While battery technology has come a long way in the last decade, it's hit a plateau. Currently, electrically-powered aircraft using a traditional propeller are too big and too heavy, limiting cargo load and range.
So NASA started with a clean sheet design, optimizing 18 electric motors with slow-speed propellers spread across a 31-foot wing. The result is a 60-percent boost in wing efficiency and a significant reduction in drag, but the possibilities are far more profound.
Unlike bulky, heavy internal combustion piston and turbine engines, the relatively small size and low weight of electric motors allows for a massive amount of flexibility.

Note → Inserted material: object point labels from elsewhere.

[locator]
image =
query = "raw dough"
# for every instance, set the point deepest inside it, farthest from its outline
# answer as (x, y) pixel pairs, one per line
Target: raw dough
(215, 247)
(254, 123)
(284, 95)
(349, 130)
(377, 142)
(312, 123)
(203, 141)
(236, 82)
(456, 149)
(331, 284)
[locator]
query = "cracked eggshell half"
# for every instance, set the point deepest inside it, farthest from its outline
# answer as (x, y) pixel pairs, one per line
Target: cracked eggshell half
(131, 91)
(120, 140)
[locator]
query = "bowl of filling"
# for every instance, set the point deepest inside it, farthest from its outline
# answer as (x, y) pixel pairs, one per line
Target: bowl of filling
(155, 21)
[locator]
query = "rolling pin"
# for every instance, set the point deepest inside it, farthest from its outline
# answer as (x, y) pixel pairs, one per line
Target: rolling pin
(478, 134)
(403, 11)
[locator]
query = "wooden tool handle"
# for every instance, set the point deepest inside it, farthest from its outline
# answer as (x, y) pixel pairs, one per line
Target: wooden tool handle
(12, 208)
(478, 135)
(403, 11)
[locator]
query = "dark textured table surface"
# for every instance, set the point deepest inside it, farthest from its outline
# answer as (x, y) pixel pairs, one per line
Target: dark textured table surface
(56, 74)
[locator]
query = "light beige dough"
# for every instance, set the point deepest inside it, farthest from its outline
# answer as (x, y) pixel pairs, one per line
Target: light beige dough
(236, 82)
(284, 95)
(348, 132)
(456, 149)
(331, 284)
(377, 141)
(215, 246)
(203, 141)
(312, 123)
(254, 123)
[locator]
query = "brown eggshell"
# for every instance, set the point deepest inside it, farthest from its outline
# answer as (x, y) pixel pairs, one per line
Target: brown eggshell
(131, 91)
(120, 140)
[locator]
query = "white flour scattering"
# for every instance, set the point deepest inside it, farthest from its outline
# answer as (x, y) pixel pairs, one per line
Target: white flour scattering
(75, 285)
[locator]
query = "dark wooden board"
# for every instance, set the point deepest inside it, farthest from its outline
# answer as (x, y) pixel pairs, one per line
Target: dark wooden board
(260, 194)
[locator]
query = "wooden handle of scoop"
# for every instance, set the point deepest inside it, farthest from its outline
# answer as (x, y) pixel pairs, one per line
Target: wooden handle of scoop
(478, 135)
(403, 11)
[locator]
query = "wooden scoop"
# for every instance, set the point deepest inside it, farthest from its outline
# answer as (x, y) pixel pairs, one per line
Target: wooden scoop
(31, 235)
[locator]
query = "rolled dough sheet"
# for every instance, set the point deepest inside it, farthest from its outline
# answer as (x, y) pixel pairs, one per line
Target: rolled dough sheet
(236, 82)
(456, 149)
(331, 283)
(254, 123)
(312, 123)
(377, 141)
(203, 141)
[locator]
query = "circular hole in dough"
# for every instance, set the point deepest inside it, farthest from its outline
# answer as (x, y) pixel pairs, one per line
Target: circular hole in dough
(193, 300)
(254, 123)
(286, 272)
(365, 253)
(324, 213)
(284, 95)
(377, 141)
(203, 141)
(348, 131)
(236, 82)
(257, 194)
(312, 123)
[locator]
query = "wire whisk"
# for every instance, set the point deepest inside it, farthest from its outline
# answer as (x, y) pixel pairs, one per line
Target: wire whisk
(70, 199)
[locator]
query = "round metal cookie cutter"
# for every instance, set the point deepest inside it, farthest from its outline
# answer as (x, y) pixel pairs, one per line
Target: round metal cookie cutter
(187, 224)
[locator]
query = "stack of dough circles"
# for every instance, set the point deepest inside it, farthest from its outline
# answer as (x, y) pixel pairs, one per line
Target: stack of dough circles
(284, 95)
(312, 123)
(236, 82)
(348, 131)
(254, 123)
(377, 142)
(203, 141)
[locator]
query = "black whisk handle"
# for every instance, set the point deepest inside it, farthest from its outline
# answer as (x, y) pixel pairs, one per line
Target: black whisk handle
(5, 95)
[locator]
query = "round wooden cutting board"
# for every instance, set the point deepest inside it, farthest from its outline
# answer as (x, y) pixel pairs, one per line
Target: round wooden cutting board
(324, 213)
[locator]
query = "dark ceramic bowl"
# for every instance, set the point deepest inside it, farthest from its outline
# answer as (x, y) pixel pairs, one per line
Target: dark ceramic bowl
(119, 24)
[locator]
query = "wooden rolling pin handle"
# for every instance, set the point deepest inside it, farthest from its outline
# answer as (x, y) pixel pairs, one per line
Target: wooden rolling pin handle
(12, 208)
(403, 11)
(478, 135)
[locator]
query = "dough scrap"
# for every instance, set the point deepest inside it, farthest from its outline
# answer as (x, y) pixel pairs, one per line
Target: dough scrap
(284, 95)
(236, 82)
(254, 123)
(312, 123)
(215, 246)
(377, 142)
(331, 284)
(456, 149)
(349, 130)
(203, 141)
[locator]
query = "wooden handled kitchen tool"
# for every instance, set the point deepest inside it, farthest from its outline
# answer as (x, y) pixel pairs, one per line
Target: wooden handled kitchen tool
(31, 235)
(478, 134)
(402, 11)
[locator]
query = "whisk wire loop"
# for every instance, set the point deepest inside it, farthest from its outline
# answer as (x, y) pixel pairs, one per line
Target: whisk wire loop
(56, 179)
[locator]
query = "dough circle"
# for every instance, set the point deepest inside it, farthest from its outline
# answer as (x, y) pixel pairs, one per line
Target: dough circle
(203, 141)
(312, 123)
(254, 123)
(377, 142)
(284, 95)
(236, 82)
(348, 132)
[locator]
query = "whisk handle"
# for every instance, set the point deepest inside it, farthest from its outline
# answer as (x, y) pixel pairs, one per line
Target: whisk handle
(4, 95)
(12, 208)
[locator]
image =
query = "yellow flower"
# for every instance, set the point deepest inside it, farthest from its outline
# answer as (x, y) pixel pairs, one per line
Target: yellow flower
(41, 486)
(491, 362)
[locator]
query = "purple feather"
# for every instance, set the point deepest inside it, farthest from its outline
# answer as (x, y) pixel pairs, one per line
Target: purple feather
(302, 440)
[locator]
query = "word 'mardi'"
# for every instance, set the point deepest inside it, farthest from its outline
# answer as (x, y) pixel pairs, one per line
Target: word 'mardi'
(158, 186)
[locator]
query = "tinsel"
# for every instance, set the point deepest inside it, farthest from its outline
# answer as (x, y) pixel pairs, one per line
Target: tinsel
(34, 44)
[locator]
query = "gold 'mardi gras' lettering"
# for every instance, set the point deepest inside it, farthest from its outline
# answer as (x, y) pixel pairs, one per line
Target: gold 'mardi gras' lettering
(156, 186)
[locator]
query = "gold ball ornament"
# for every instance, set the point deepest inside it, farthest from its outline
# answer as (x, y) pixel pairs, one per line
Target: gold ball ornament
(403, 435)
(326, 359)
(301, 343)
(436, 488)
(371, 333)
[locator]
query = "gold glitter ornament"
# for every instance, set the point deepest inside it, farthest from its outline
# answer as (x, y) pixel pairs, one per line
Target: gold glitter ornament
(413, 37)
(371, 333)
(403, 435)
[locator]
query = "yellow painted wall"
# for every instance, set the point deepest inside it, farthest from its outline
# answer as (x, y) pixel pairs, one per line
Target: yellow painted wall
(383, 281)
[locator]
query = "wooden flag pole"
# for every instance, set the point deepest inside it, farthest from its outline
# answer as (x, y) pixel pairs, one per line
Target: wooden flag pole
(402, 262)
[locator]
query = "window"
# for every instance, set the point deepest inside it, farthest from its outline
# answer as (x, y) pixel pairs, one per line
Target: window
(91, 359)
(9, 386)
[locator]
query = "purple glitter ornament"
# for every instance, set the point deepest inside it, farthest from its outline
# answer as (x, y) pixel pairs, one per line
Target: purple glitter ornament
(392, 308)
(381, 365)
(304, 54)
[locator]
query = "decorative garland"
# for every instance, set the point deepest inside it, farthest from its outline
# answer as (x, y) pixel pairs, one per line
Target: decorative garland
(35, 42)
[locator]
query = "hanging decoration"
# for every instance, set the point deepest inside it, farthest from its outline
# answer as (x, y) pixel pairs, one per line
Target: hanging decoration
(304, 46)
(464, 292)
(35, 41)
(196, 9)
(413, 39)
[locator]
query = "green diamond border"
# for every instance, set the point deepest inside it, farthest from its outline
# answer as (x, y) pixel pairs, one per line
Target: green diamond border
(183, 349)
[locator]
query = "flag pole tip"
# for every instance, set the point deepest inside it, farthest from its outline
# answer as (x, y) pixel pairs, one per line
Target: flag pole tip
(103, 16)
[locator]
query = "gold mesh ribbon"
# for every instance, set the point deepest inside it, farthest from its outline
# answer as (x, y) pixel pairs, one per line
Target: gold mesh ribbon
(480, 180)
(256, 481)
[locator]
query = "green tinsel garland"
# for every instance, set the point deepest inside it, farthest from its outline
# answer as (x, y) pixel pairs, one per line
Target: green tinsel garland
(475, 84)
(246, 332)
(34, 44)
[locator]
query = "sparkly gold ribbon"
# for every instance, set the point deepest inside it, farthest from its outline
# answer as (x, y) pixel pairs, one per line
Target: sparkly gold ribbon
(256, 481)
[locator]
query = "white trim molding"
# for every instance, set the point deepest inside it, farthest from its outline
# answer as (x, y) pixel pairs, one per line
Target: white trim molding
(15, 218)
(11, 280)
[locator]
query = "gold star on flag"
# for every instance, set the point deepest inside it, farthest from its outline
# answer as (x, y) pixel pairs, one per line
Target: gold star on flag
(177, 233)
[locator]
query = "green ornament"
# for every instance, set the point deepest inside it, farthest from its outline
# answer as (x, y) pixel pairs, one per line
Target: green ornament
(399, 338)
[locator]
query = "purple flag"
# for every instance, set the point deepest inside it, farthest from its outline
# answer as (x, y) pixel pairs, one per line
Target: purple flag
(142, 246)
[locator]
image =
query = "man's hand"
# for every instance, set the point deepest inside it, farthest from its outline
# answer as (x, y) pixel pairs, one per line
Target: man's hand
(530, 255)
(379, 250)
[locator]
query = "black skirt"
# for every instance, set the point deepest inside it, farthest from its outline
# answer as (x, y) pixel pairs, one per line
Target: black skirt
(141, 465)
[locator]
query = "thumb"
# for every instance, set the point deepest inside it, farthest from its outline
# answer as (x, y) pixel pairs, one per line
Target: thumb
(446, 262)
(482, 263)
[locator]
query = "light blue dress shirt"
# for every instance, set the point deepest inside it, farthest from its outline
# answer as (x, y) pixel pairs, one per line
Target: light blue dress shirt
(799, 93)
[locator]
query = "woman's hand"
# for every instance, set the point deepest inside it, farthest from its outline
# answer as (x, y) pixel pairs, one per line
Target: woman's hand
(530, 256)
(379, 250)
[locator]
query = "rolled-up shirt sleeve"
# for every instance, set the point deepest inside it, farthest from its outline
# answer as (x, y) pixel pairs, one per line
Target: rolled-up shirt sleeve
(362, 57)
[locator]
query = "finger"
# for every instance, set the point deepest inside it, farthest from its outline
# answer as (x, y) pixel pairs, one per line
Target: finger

Each motor can be placed precisely on the wing for maximum efficiency and reduced drag, and also operated independently at different speeds to optimize performance depending on the phase of flight.
If the plane is cruising, certain motors could shut down, while their propellers fold to reduce drag even further. Multiple independent power systems also provide a robust and redundant propulsive control, with the speed of the motors optimized automatically and providing a backup in case of failure.
Additionally, by evenly distributing accelerated air across the wing, the surface area is greatly reduced while still maintaining the same slow speed/stall characteristics. The smaller surface area, in return, generates substantially less drag as a byproduct of lift.
NASA is calling the project Leading Edge Asynchronous Propeller Technology (LEAPTech) and testing it on the ground at speeds up to 70 MPH across a dry lakebed at Edwards Air Force Base. The experimental wing, called the Hybrid-Electric Integrated Systems Testbed (HEIST), is mounted on a specially modified truck where researchers can focus primarily on the takeoff and landing phase of flight.
The next step in development, pending successful trials with the HEIST testbed, will be a small X-plane demonstrator. Within a few years NASA hopes to fly a manned aircraft, replacing the wings and engines of an Italian-built Tecnam P2006T with an improved version of the LEAPTech wing. Using an existing airframe will allow engineers to compare the performance of the flight demonstrator with that of the original P2006T.
If it's proven effective, the scalable nature of electric propulsion technology could move from small, general aviation aircraft, up to commercial airliners.